2.5 — Identified gaps and justification

Three interconnected gaps limit the utility of current typhoid prediction models for climate-vulnerable Nepal:

  1. Inadequate handling of flood lag and humidity thresholds. Predominant SEIR and ARIMA frameworks emphasize vaccination and AMR dynamics but inadequately account for flood lag effects (1–2 months post-event) and humidity thresholds above 90% relative humidity that sustain S. Typhi viability, leading to underestimation of monsoon-driven case surges by 15–20% (Bhandari et al., 2022; Levy et al., 2023).
  2. Lack of subnational resolution. National-level surveillance aggregates obscure the Terai hotspots (e.g. Rautahat: 1,711 cases per monsoon month) and the ecological gradients between Terai, Hill, and Mountain zones that are critical for targeting interventions, with fewer than 20% of models stratifying by WASH access (GBD 2023 Causes of Death Collaborators, 2025; Pitzer et al., 2025).
  3. Limited multimodal forecasting. While ML diagnostic models achieve excellent AUC scores, they rarely forecast epidemic dynamics multimodally or incorporate Nepal’s 1,248 documented flood events in conjunction with ERA5-CHIRPS climate metrics (Go, 2025; Semiu et al., 2025).

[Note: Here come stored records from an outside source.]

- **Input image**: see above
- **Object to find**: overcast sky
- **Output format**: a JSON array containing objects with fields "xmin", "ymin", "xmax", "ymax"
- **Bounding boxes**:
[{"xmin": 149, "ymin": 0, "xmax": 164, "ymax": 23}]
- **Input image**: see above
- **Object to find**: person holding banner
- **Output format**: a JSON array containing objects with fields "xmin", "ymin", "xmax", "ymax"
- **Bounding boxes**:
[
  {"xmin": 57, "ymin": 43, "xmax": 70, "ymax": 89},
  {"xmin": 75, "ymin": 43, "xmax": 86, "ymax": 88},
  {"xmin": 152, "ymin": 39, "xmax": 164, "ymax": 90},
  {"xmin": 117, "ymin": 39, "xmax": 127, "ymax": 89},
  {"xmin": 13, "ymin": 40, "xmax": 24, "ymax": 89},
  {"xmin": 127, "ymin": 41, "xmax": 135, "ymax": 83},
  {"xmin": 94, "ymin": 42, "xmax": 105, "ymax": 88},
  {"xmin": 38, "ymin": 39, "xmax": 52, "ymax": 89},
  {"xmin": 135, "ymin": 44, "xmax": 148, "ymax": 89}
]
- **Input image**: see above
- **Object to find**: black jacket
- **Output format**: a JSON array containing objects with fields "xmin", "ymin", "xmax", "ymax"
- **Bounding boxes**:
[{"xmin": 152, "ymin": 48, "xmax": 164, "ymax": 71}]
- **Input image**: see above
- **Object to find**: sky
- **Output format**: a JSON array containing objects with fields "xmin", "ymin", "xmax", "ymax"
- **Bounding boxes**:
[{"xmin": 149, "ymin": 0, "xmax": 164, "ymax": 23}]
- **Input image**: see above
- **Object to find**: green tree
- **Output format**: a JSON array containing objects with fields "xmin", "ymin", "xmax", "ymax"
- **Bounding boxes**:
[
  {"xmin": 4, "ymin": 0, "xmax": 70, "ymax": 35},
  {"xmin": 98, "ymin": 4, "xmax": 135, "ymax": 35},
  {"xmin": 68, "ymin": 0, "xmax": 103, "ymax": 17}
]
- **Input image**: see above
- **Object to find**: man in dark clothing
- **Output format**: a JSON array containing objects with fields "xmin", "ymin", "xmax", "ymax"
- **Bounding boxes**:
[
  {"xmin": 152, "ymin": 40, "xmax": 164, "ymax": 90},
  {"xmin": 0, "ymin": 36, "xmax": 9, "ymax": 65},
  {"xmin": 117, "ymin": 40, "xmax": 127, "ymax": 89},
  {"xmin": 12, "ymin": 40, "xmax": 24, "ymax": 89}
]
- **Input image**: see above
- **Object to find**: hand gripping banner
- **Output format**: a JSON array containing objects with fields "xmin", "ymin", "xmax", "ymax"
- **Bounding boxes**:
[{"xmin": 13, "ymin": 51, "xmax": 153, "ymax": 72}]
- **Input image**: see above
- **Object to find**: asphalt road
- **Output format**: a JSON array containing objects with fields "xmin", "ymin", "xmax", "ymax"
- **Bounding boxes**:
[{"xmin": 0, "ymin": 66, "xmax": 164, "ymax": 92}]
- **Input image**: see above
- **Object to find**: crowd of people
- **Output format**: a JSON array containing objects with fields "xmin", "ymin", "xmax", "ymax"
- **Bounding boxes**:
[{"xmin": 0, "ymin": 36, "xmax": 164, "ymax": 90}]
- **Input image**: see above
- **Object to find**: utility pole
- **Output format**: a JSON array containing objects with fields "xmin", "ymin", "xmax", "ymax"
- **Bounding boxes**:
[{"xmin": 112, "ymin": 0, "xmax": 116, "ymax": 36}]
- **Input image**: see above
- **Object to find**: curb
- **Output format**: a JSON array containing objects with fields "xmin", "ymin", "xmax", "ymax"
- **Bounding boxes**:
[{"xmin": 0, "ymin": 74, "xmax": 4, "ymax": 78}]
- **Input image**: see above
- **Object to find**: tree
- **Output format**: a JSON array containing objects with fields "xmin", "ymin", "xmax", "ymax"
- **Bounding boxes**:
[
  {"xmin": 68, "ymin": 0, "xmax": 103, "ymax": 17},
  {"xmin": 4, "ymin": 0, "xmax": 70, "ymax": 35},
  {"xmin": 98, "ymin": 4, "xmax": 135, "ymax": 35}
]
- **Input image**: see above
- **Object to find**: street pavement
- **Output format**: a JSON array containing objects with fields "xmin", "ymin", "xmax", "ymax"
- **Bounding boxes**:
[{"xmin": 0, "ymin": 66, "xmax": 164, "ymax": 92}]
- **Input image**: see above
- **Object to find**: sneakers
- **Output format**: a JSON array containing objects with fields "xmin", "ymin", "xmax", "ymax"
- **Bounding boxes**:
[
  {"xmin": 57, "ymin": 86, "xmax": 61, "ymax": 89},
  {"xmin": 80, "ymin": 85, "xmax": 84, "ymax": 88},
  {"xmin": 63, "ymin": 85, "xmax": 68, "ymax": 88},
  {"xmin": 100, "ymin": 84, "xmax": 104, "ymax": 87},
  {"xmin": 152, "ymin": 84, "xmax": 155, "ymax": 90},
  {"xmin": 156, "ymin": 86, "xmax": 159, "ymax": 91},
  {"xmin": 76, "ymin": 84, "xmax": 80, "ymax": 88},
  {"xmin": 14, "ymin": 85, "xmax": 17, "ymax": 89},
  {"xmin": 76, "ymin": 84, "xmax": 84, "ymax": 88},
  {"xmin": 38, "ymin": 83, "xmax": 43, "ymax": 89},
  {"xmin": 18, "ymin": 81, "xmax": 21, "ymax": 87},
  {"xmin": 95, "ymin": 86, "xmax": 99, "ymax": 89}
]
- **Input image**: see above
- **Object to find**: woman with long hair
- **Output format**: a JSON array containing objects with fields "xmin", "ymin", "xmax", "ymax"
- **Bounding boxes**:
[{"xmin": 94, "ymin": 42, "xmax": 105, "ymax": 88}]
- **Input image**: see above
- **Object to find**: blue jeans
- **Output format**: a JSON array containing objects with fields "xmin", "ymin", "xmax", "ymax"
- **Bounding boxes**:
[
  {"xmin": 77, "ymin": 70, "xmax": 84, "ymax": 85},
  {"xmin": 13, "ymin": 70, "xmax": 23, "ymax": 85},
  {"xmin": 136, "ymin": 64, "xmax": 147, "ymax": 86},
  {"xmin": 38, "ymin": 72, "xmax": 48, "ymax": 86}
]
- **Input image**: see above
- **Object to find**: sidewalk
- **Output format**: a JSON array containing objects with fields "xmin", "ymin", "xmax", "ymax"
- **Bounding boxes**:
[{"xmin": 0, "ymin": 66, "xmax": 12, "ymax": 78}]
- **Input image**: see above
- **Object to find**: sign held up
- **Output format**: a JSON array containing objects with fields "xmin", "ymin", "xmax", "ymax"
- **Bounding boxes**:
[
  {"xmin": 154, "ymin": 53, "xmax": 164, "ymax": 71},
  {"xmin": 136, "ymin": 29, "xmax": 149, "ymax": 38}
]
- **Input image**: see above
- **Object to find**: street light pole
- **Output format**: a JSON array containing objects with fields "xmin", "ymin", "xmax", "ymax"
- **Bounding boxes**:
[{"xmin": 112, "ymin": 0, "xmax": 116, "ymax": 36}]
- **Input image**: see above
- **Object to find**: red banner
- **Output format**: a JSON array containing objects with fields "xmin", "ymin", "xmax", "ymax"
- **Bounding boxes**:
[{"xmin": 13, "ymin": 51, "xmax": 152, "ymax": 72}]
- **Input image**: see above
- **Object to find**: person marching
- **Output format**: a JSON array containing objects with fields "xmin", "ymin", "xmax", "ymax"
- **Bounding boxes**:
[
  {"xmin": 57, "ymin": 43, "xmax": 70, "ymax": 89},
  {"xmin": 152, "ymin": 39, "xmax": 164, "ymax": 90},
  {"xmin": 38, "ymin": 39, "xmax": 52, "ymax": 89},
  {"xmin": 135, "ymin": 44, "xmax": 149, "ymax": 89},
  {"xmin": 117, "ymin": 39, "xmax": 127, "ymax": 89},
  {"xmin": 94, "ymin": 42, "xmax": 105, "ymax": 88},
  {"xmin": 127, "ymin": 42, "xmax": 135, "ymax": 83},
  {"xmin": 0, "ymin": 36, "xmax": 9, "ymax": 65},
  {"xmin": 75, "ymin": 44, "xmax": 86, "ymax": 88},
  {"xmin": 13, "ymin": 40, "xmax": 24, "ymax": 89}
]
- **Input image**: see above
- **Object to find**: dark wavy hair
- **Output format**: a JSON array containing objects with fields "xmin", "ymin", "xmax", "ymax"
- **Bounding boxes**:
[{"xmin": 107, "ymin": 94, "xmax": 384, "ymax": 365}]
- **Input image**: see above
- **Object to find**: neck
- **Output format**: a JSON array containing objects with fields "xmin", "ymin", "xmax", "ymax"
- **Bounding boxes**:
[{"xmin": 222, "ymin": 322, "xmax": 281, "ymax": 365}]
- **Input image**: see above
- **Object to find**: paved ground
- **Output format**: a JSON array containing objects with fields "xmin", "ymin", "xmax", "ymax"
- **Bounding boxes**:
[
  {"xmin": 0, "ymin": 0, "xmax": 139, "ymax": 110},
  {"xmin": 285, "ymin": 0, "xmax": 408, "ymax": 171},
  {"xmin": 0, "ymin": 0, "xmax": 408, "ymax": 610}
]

This study addresses these gaps by developing a hybrid GLMM and ML framework that integrates HMIS surveillance (1.2 million cases over nine years; N = 7,327 district-month observations), DRR flood records, and ERA5-Land / CHIRPS climate grids for district-stratified, lagged attributions. A four-model machine-learning framework — Random Forest, XGBoost, Multilayer Perceptron, and a Weighted Ensemble — achieves R² = 0.8675 on a strictly chronological 12-month held-out test window. By quantifying the contribution of each climate driver (mean temperature r = 0.50 – 0.63; precipitation r = 0.33 – 0.37; monsoon r = 0.25 – 0.29; flood events r = 0.19) and generating scenario-based projections through 2050, the study supports Nepal’s National Adaptation Plan (2021–2050) and WHO typhoid control targets, while providing scalable, replicable insights for comparable LMICs in South Asia.